Vancouver's about to launch its "Laneway Housing" pilot project. The project aims to encourage owners of single-family homes in the middle of the city to build small in-law cottages on place of existing garages. Apparently garages in these parts of Vancouver front on back alleys, or lanes, hence the name.
The idea isn't without controversy, but the goal is to expand the diversity of housing stock in the city by building small, more affordable units. This would also densify the neighborhoods, meaning more people could live closer to work, grocery stores, etc.
A couple problems with the Canadian plan stuck out to me, including the ability for property owners to keep up to three parking spaces. That would allow the new residents to clog local streets with more cars, rather than increasing the walkability of the neighborhoods.
But the basic idea is good, and worth emulating in the almost-walkable, relatively high-density suburban areas of the Bay Area, including the City and County's own suburbs among the dunes on the West side of town.
Take this random stretch of Judah St. I literally double-clicked at random on MapJack to find this scene. The N-Judah runs in front of these houses night and day, but they all have garages! A decision by the city to allow in-law units in place of those garages would double the density of units in this picture. And all without casting any new shadows or otherwise disrupting the architectural character of the neighborhood.
A zoning change or a streamlined process for building and approving these in-law units would provide financial benefit for those homeowners on this robust segment of rail infrastructure who don't drive much, or might be willing to give up a parking space for some extra rental income.
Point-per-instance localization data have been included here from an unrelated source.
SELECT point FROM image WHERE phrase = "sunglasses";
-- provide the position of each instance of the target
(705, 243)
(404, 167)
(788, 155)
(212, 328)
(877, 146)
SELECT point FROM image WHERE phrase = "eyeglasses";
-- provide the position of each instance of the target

Our city leaders tell us every chance they get that we need to find a way to fit more housing into SF. Their solution for the last three decades has been to put that in the "Eastern Neighborhoods." These neighborhoods - SoMa, the Mission, Potrero Hill and also Bayview - are being made to bear this load because there are pockets of industrial land that are going out of use for various reasons, but also because it's politically possible to do so; residents of those neighborhoods don't have ebough of voice in city government to stop it.
For reasons worth exploring (but not now) the homeowners West of Twin Peaks have made a political third rail out of any new, dense housing on their avenues. But that's not good for the city. It will cost a lot of money, out of public and private coffers, to put 10,000 units of housing on the East side of town.
Most of the new housing will be on the formerly industrial land, which often lacks sidewalks, adequate street lighting, traffic signals, sewers, even properly paved roads. And once those units are built the residents will have to squeeze onto those bus lines that survived the TEP axe.
On the West side of town, however, four of Muni Metro's light rail lines already run through some of the lowest-density residential areas of SF. Almost every unit within a couple blocks of the K-Ingleside, L-Taraval, M-Oceanview and N-Judah has a garage. If it were easier (or even possible) to convert those garages into small apartments, this area of town could absorb 10,000 or so of them over the next 20 years with much less pain. And these new units would be truly Transit-oriented development.
Outside of SF, East Bay and Peninsula counties could use rezoning strategies like this to densify corridors along new light rail or BRT lines. Using tax revenue capture programs, they might even choose to fund the capital costs of those lines by encouraging this "laneway housing."
Every city and region has their own needs, but a properly-tailored plan for this kind of infill housing can steer development away from the exurbs and into existing neighborhoods, without many of the external costs that come when big development corporations raze and rebuild sections of the neighborhood fabric.